Дом в переулке | страница 4






Иногда я с удивлением спрашивала себя: «Не снится ли мне всё это? Сирены «воздушной тревоги», бомбёжки, противотанковые железные заграждения — «ежи» на улицах, крест-накрест заклеенные полосками бумаги окна, зенитки на Никитском и Тверском бульварах?..»

Но нет, это был не сон, а самая что ни на есть подлинная явь.

Вечером на улицах не горели фонари, не светились окна домов, по заваленным сугробами улицам пробирались тёмные, неосвещённые трамваи… Днём трамваи перевозили обычных пассажиров, а вечером — раненых.

Не только наша школа — многие школы Москвы стали госпиталями.

Я приходила в свою палату обычно под вечер, после работы в мастерской. Меня уже ждали.

И мы начинали вспоминать нашу жизнь до войны.

Любимов до войны жил в Сызрани, работал киномехаником, ездил с кинопередвижкой по колхозам.

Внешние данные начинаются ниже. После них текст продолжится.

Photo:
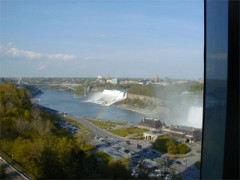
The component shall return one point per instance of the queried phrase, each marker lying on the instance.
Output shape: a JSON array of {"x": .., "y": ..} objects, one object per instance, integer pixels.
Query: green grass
[
  {"x": 82, "y": 127},
  {"x": 104, "y": 124},
  {"x": 127, "y": 131},
  {"x": 89, "y": 147}
]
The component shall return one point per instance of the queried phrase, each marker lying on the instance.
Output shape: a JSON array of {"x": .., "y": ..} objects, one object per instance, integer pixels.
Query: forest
[{"x": 29, "y": 136}]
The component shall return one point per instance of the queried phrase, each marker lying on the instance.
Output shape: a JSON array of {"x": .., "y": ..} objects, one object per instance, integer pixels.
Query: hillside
[{"x": 30, "y": 137}]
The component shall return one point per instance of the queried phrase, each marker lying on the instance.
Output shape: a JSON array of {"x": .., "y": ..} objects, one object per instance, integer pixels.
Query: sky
[{"x": 87, "y": 38}]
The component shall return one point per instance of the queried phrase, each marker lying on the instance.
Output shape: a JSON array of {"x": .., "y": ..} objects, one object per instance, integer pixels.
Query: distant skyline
[{"x": 87, "y": 38}]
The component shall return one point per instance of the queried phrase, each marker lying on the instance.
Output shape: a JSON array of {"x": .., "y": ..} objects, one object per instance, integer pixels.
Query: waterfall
[{"x": 195, "y": 116}]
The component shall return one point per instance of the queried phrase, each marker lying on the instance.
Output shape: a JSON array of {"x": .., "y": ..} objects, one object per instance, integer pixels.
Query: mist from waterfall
[{"x": 194, "y": 118}]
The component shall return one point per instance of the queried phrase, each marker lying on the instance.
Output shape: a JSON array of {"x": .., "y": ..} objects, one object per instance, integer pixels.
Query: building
[
  {"x": 153, "y": 135},
  {"x": 150, "y": 123}
]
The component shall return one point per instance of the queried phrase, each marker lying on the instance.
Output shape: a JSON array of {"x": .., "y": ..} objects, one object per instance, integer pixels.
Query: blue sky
[{"x": 127, "y": 38}]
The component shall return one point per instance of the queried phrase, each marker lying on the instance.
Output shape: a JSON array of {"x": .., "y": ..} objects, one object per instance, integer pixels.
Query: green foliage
[
  {"x": 172, "y": 146},
  {"x": 127, "y": 131},
  {"x": 3, "y": 174},
  {"x": 165, "y": 144},
  {"x": 198, "y": 164},
  {"x": 31, "y": 139}
]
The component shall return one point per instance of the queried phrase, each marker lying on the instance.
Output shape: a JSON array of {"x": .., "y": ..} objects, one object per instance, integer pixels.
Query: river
[
  {"x": 184, "y": 112},
  {"x": 64, "y": 101}
]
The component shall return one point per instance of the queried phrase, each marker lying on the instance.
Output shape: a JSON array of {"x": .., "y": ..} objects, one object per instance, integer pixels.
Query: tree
[{"x": 83, "y": 140}]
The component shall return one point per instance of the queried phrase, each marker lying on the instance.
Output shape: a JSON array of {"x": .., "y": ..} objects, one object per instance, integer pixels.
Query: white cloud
[
  {"x": 61, "y": 56},
  {"x": 41, "y": 66},
  {"x": 21, "y": 53},
  {"x": 15, "y": 52}
]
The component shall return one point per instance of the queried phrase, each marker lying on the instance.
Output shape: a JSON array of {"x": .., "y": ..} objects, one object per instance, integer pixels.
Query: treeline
[{"x": 30, "y": 137}]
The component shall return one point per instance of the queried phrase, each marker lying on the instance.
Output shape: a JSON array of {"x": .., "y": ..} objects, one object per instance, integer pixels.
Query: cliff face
[
  {"x": 147, "y": 99},
  {"x": 153, "y": 107}
]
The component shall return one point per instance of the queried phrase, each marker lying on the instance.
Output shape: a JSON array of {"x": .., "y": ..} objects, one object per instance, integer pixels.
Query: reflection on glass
[
  {"x": 216, "y": 88},
  {"x": 122, "y": 79}
]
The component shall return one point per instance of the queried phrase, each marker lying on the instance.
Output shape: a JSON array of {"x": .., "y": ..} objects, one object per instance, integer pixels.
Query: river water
[
  {"x": 64, "y": 101},
  {"x": 187, "y": 110}
]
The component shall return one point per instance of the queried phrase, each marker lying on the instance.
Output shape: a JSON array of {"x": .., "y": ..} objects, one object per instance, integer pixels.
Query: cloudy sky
[{"x": 86, "y": 38}]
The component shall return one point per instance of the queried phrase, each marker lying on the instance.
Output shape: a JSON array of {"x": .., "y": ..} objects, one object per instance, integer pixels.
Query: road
[
  {"x": 115, "y": 138},
  {"x": 186, "y": 166}
]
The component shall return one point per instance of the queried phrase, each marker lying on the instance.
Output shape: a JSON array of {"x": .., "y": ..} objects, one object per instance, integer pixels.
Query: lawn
[
  {"x": 104, "y": 156},
  {"x": 127, "y": 131},
  {"x": 82, "y": 127},
  {"x": 104, "y": 124}
]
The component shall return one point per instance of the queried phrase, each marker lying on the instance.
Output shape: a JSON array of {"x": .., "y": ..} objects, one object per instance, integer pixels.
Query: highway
[
  {"x": 115, "y": 138},
  {"x": 187, "y": 162}
]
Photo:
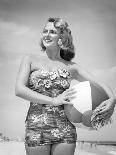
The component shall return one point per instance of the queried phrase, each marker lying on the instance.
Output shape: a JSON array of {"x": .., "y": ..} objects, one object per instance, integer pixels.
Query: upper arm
[
  {"x": 24, "y": 71},
  {"x": 83, "y": 75}
]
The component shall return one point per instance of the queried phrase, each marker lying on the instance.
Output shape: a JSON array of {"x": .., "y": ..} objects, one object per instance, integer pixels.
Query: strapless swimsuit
[{"x": 47, "y": 124}]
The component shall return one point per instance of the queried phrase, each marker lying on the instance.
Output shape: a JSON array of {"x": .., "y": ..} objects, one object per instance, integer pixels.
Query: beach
[{"x": 17, "y": 148}]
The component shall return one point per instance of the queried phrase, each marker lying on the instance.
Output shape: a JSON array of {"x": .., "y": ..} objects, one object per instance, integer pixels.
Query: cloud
[{"x": 17, "y": 39}]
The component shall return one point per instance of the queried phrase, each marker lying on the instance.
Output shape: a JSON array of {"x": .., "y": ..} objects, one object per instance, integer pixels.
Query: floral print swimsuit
[{"x": 47, "y": 124}]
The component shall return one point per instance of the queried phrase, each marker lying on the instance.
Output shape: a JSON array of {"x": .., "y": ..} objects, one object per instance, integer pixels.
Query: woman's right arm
[
  {"x": 21, "y": 87},
  {"x": 22, "y": 90}
]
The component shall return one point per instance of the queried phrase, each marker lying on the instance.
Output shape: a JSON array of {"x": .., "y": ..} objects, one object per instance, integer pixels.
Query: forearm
[{"x": 32, "y": 96}]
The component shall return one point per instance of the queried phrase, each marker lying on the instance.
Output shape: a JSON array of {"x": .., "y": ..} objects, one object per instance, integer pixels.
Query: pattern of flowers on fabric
[
  {"x": 50, "y": 83},
  {"x": 57, "y": 133},
  {"x": 47, "y": 124}
]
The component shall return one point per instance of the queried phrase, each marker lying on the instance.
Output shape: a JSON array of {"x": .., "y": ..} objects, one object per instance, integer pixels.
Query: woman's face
[{"x": 50, "y": 35}]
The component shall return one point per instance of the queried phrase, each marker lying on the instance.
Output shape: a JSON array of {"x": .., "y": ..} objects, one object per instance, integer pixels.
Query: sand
[{"x": 17, "y": 148}]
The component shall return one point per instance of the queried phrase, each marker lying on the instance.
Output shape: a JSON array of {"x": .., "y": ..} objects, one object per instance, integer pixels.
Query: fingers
[{"x": 69, "y": 103}]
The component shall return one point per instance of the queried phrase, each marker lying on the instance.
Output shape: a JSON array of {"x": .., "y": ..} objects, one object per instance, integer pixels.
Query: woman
[{"x": 45, "y": 82}]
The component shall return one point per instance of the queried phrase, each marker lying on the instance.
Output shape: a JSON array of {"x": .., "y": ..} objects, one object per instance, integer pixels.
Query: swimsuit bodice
[{"x": 49, "y": 83}]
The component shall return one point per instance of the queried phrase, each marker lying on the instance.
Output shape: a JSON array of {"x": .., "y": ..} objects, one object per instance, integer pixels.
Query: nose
[{"x": 48, "y": 33}]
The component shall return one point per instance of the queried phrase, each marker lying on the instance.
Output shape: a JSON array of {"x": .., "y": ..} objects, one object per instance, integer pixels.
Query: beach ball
[{"x": 88, "y": 97}]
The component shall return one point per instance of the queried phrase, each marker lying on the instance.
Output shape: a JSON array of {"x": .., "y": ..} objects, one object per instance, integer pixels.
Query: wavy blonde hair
[{"x": 65, "y": 41}]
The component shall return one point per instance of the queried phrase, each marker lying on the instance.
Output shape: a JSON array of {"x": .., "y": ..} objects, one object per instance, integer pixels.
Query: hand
[
  {"x": 65, "y": 97},
  {"x": 105, "y": 109}
]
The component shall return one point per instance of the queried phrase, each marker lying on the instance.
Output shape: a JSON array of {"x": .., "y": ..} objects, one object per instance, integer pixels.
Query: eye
[
  {"x": 45, "y": 31},
  {"x": 53, "y": 32}
]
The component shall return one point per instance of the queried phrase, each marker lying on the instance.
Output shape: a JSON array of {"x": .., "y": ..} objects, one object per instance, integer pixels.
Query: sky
[{"x": 93, "y": 26}]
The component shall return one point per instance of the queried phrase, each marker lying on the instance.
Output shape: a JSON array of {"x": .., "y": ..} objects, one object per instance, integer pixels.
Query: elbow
[{"x": 18, "y": 90}]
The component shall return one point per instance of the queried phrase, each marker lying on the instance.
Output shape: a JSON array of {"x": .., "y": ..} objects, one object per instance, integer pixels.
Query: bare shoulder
[
  {"x": 33, "y": 57},
  {"x": 75, "y": 66}
]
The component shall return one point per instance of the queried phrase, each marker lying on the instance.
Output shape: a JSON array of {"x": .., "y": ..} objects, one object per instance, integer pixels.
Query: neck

— Такую работу поискать и не найти отродясь нигде и никогда, — хвастал он. — Я всегда в курсе всего самого интересного, потому что нет на свете ничего интереснее кино, а я смотрю, случается, в день и по три, и по пять фильмов, как же иначе?



— Не надоест смотреть одно и то же? — спросил его Семечкин.

Он решительно замотал головой:

— Ни в жизнь! Веришь, я, к примеру, «Бесприданницу» раз двадцать смотрел. И каждый раз, как запоёт Алисова «Нет, не любил он», каждый раз плакал, вот такими слезами…

— Наш лейтенант говорил, что тот, кто плачет в кино или над какой-нибудь жалостной книгой, тот, выходит, жестокий человек, — сказал Семечкин.

— Да я, милый, если хочешь знать, жука навозного, и того пальцем не трону, не то чтобы ещё какую-нибудь букашку обидеть. Не говоря уж о человеке. У меня, знаешь, какое сердце жалостливое? Это надо уметь меня довести до злости, очень даже надо уметь!

— Немцы сумели, — вставил Белов.

— Это да, — согласился Любимов, — это они сумели. Много старались, зато своего добились, я на них теперь такое зло имею, что, как говорится, ни пером описать…

Я узнала, что у Семечкина в Костроме остались родители и сестрёнка. Что после войны, как вернётся домой, он непременно первым делом найдёт себе невесту и женится в добрый час, и свадьбу сыграет, самую что ни на есть шумную, на весь город. У Любимова была жена, с которой он, по собственным его словам, прожил «без году неделю». У Белова было двое детей — близнецы. Мальчик и девочка, примерно моих лет.

Любимов и Семечкин стали называть меня Аней или Анечкой. А Белов называл меня Нюрой. Так звали его дочь.

КАК ЛЮБИМОВА ВЗЯЛИ ДОМОЙ

Однажды, когда я в очередной раз пришла в госпиталь, в коридоре, возле палаты, мне встретился Любимов, он стоял у окна с какой-то женщиной.